RECIFE, PE (FOLHAPRESS) - A Justiça Federal negou nesta quarta-feira (1º) um pedido do Ministério Público Federal para impedir que o casco do porta-aviões São Paulo seja afundado em águas brasileiras. O pedido foi feito na terça (31), após se tornar pública a intenção da Marinha de adiar o afundamento em razão de oferta de um grupo saudita para adquirir o casco.

De acordo com o MPF, o ajuizamento da ação foi motivado por informações de que o afundamento da embarcação estaria programado para esta quarta-feira (1º).

Na decisão, o juiz Ubiratan de Couto Maurício, da 9ª Vara da Justiça Federal em Pernambuco, justificou a rejeição da alegação de "plausibilidade" do pedido de decisão liminar.

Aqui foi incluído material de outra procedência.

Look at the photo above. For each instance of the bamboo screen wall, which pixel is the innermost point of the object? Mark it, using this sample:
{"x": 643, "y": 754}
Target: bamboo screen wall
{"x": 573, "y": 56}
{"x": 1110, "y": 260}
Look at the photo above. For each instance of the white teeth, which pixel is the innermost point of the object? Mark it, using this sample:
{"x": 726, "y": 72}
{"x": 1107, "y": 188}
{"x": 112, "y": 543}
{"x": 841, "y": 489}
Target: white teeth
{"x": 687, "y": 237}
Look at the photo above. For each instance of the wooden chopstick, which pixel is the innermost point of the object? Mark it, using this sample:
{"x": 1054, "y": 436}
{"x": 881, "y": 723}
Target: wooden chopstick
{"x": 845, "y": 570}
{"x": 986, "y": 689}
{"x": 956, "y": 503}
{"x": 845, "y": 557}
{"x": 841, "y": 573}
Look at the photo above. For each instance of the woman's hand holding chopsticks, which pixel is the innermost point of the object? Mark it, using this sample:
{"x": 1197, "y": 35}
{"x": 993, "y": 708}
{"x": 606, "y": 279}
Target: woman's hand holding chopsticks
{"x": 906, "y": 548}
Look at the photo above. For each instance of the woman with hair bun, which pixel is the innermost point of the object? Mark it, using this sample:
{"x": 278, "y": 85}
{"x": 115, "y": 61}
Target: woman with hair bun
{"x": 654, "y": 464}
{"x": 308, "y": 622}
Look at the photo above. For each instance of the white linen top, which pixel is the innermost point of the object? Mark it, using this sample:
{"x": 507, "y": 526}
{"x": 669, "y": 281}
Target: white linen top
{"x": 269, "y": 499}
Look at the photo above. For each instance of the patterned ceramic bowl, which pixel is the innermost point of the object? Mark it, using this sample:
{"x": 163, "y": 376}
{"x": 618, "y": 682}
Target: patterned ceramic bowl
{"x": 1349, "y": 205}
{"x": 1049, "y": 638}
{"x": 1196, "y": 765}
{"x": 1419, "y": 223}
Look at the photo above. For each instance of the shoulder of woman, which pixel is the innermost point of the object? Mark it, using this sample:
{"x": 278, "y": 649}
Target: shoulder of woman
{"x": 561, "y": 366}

"Se a posição da Marinha Brasileira é pelo afundamento de que se cuida, compreensão amparada pela presunção ôntica da legitimidade de seus atos, não é minimamente crível que a extensão do dano ambiental não tenha sido por ela considerado em juízo de ponderação dos interesses", escreveu o magistrado.

O juiz também escreveu que o "interesse coletivo" prevalece e determinou que o Ibama (Instituto Brasileiro do Meio Ambiente e dos Recursos Naturais Renováveis) seja informado da decisão.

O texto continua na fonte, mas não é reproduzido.